One of the films with the biggest Oscar buzz at the Toronto International Film Festival is Alfonso Cuarón’s “Roma,” fresh off its award-winning debut at the Venice Film Festival. Its three stars, Nancy Garcia, Marina de Tavira and Yalitza Aparicio, stopped by the Los Angeles Times film and video studio to discuss working with Cuarón.
“It was incredible for me because to start, I didn’t know, not even in my wildest dreams, I'd ever get to do a project like this,” said Garcia. “To work alongside Alfonso, having him help, encourage and motivate me to get the best out of me, I think that was incredible.”
De Tavira added: “For me it was a really transforming experience because I was the only actress in the cast. I was working with non-actors and contrary to what you can think, it was me that had to get in the mood that they were all working [in]... Alfonso was asking me to not think as an actress but as a character and I think, this sounds easy, but it's not.”
Hollywood knows Viola Davis as a fierce force to be reckoned with. Just one Grammy shy of the EGOT and positioned to score more awards consideration for her turn in Steve McQueen’s Nov. 16 heist thriller “Widows,” she’s one of the industry’s most commanding stars.
But, Davis revealed at the L.A. Times studio at the Toronto International Film Festival, making the role her own meant peeling back layers of toughness to find “a level of femininity and vulnerability” that Hollywood has not historically seen in her.
“I don’t get to play roles in movies where I am rolling around in bed with Liam Neeson,” Davis said with a laugh in the Times studio, flanked by her “Widows” costars Elizabeth Debicki, Cynthia Erivo and Michelle Rodriguez.
All four praised the McQueen film, co-scripted by the director with novelist and screenwriter Gillian Flynn (“Gone Girl”), for granting them the rare opportunity to step out of the boxes the industry might otherwise keep them in.

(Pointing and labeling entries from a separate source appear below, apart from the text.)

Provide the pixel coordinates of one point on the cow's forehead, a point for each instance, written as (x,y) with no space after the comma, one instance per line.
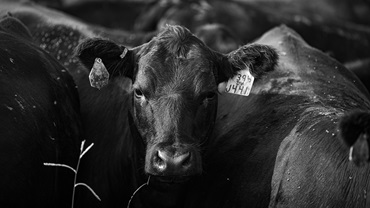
(177,60)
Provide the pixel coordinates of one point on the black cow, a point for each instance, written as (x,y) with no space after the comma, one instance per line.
(39,123)
(354,130)
(160,124)
(59,33)
(279,146)
(344,40)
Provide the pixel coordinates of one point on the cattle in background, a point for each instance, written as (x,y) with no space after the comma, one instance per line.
(343,40)
(59,33)
(161,123)
(354,130)
(279,146)
(39,123)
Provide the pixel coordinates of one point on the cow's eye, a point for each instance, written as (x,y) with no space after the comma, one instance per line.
(210,95)
(138,93)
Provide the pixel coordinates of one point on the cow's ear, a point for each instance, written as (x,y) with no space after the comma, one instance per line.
(259,59)
(14,26)
(105,60)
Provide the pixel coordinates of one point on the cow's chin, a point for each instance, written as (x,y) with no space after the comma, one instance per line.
(172,179)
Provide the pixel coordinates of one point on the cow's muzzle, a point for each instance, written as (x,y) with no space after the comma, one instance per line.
(173,161)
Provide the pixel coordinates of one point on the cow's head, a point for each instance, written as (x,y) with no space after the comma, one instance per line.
(175,79)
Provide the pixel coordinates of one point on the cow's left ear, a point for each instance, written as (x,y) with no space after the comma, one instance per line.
(259,59)
(105,60)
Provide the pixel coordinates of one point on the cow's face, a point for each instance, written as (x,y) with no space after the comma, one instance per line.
(175,80)
(175,96)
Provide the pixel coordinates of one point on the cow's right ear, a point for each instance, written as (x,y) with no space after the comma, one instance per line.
(105,60)
(14,26)
(257,59)
(354,132)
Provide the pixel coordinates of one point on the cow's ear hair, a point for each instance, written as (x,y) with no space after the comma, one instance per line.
(260,59)
(116,59)
(352,125)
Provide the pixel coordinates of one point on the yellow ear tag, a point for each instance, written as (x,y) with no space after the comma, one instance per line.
(99,75)
(240,84)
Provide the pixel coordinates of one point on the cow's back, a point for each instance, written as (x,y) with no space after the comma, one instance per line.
(280,142)
(39,124)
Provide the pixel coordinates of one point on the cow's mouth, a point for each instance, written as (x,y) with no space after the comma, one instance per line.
(172,179)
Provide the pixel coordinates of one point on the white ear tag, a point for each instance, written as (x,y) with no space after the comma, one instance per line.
(99,75)
(240,84)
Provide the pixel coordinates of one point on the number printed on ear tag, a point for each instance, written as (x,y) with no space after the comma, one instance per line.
(240,84)
(99,76)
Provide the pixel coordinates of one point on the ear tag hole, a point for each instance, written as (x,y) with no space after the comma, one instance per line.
(99,75)
(241,83)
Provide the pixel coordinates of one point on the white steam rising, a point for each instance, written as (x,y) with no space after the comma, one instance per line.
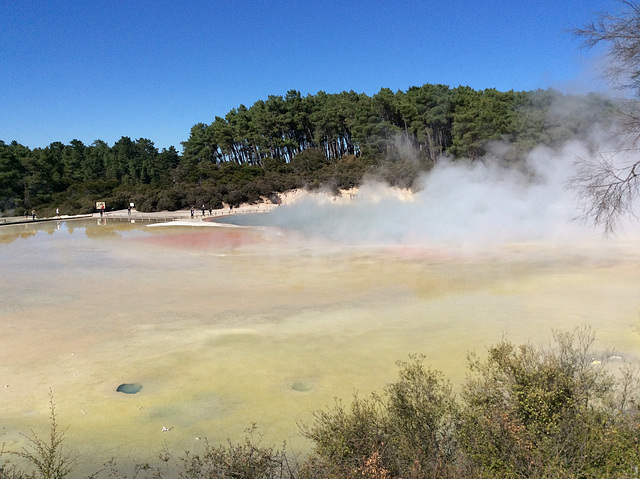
(471,204)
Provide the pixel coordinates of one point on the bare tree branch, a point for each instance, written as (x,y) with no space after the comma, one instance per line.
(606,187)
(605,191)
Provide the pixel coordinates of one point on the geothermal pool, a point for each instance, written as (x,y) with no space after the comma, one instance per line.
(225,327)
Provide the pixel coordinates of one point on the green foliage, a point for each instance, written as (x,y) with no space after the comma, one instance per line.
(46,457)
(330,140)
(409,428)
(524,411)
(533,412)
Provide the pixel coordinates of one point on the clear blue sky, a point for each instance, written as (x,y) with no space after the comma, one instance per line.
(99,69)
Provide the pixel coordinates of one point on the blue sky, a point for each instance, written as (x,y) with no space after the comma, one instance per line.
(152,69)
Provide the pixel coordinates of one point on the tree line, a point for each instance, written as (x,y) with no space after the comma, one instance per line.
(294,141)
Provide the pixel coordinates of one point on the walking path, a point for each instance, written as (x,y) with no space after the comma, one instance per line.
(158,216)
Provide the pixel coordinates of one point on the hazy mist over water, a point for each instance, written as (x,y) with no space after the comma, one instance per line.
(225,327)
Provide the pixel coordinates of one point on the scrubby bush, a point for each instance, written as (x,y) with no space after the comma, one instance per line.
(527,411)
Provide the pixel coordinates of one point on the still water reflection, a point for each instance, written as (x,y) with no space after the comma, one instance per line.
(224,327)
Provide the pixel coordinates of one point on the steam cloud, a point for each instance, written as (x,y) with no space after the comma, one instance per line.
(470,204)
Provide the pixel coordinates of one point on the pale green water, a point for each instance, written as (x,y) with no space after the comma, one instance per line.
(226,329)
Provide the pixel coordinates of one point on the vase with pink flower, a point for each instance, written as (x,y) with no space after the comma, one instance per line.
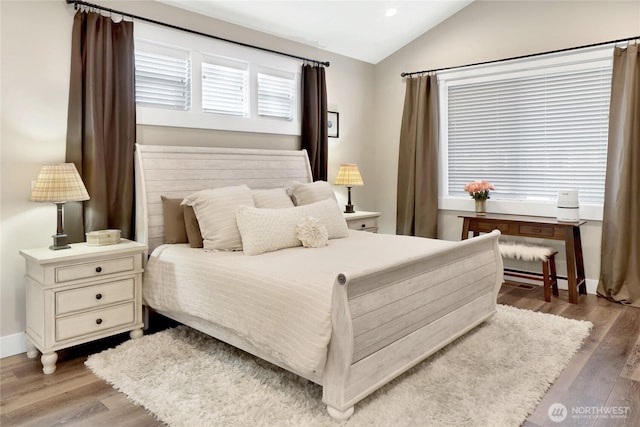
(479,191)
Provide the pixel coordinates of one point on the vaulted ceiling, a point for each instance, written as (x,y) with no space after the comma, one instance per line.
(365,30)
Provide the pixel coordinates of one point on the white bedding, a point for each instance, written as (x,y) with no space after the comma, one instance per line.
(279,301)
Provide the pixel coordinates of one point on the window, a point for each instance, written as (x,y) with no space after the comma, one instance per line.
(225,89)
(531,128)
(163,77)
(187,80)
(276,96)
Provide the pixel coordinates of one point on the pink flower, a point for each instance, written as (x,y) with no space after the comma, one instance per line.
(479,190)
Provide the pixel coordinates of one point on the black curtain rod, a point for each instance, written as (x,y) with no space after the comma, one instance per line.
(77,3)
(520,57)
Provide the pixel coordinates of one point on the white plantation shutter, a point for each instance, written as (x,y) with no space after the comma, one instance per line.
(276,96)
(163,79)
(531,135)
(225,90)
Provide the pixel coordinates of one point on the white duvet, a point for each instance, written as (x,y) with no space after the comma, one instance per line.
(279,301)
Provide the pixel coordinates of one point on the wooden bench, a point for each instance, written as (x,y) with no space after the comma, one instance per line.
(533,253)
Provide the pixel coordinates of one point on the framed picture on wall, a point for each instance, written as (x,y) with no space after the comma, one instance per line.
(333,124)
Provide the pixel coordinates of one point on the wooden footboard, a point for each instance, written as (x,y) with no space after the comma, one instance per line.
(388,321)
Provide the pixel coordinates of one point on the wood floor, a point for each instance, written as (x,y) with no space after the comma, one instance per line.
(603,376)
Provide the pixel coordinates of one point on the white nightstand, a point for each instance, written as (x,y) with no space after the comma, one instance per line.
(361,220)
(81,294)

“Sometimes you get a role that helps you to slay certain dragons in your own life, just certain obstacles, and this was one of those roles for me,” Davis said. “It just was a transformative role, a role for me to go to another level of vulnerability.”
This year’s Toronto International Film Festival has an unexpected onslaught of movies centered around female singers. There’s the splashy “A Star Is Born,” starring Lady Gaga, the headier “Vox Lux” with Natalie Portman, the rootsy “Wild Rose” featuring a breakout turn by Jessie Buckley and the yearning “Teen Spirit,” with Elle Fanning.
And then there is “Her Smell,” a wild, churning character study like no other starring Elisabeth Moss as Becky Something, the leader of a fictional ’90s rock group called Something She.
Just like its lead character, the film is aggressive and purposefully obnoxious. It more or less dares an audience to live through its forceful, unrelenting energy — and the self-destructive, pushy pitch of Moss’ performance — for most of the two-hour-plus running time to ultimately get to a place of serenity, self-knowledge and grace.